Gastblog: De Wijkcoöperatie als nieuwe entiteit

18 april, 2019 - Webredactie

door Jan Smelik >>

Nederland heeft een rijke traditie in maatschappelijk initiatief waarmee in het verleden vele sociale problemen zijn opgelost, maar in de vorige eeuw heeft de staat de controle over de (semi-)publieke sector grotendeels overgenomen. Het lokale initiatief is daarbij stukje bij beetje afgebroken.

De wijk als nieuwe zuil
De oude zuilen zijn weg, kerken liepen leeg, woningcorporaties en kruisverenigingen werden onpersoonlijke instanties, scholen fuseerden tot onherkenbare grote eenheden. Hetzelfde gebeurde met de (lokale) overheid zelf trouwens.

Zoals Nico de Boer in zijn blog Opbouwwerkers in dienst van burgers terecht opmerkt: er is behoefte aan sterkere instituties voor burgers. Lokale hubs waarmee ze het sociale leven in hun eigen buurt en daaromheen kunnen organiseren: zorg, werk, dienstverlening, sociale contacten, welzijn, energie, huisvesting, openbare ruimte en zo meer. De wijk als nieuwe zuil.

Wijkcoöperaties zijn in opmars
Nou, we kunnen hem op zijn wenken bedienen. Het aantal bewonerscollectieven dat vraag en aanbod rond ondersteuning, welzijn, zorg en wonen in hun dorp of wijk organiseert neemt snel toe. Zij noemen zich onder andere zorgcoöperaties, stadsdorpen, zorgzame dorpen of noaberzorgpunten. Het zijn er inmiddels rond de 800 en er komen er meer dan 100 per jaar bij. Deze initiatieven verbinden zich in toenemende mate met andere bewonersinitiatieven (energie, ruimtelijke ordening) en zijn op zoek naar meer ruimte, meer waardering en structurele financiering.
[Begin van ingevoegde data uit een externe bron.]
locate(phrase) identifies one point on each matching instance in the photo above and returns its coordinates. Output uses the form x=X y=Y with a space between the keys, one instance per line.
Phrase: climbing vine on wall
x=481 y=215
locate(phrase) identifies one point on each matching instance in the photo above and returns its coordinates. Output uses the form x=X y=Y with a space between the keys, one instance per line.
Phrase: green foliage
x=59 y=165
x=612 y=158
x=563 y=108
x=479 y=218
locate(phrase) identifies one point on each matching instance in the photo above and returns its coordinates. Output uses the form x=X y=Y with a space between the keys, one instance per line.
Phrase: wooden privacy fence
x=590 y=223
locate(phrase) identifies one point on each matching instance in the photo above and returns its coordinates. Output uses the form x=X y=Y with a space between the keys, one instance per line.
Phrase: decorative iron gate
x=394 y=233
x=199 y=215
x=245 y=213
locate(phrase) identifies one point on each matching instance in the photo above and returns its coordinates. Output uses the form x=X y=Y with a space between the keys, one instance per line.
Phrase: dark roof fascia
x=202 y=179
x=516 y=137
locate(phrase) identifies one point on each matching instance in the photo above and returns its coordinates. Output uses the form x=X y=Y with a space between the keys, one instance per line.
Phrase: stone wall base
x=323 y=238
Een middel daartoe is de wijk- of dorpscoöperatie: een innovatieve organisatorische, juridische en economische entiteit die op veel plekken al in ontwikkeling is. Bewoners en professionals verenigen zich als gelijkwaardige partners en bereiken zo gezamenlijk doelen die voor elk afzonderlijk onbereikbaar zouden zijn geweest.

De wijkcoöperatie mobiliseert bewoners, faciliteert sociaal ondernemers, verbindt wijkpartners en sluit integrale wijkcontracten. En wordt zo een gelijkwaardige samenwerkingspartner voor gemeente, welzijn, zorgverzekeraar en zorgkantoor. Kan ook professionals in dienst nemen: wijk- of dorpsondersteuners, die als spin in het web de verbindingen leggen tussen informele en formele zorg en als universeel loket voor bewoners kan fungeren. En natuurlijk de wijkverpleegkundige.

Beter en goedkoper
Dit lijkt nog ver weg, maar vergis je niet: deze transitie is in volle gang. Er wordt al gebouwd aan business cases voor wijkcoöperaties, op basis van shared savings waarbij kostenbesparingen worden verdeeld. Want de sociale infrastructuur in de wijk gaat op deze manier een stuk beter en goedkoper worden. Er zijn plannen voor een aantal doorbraakgebieden waar het hele stelsel op de schop gaat.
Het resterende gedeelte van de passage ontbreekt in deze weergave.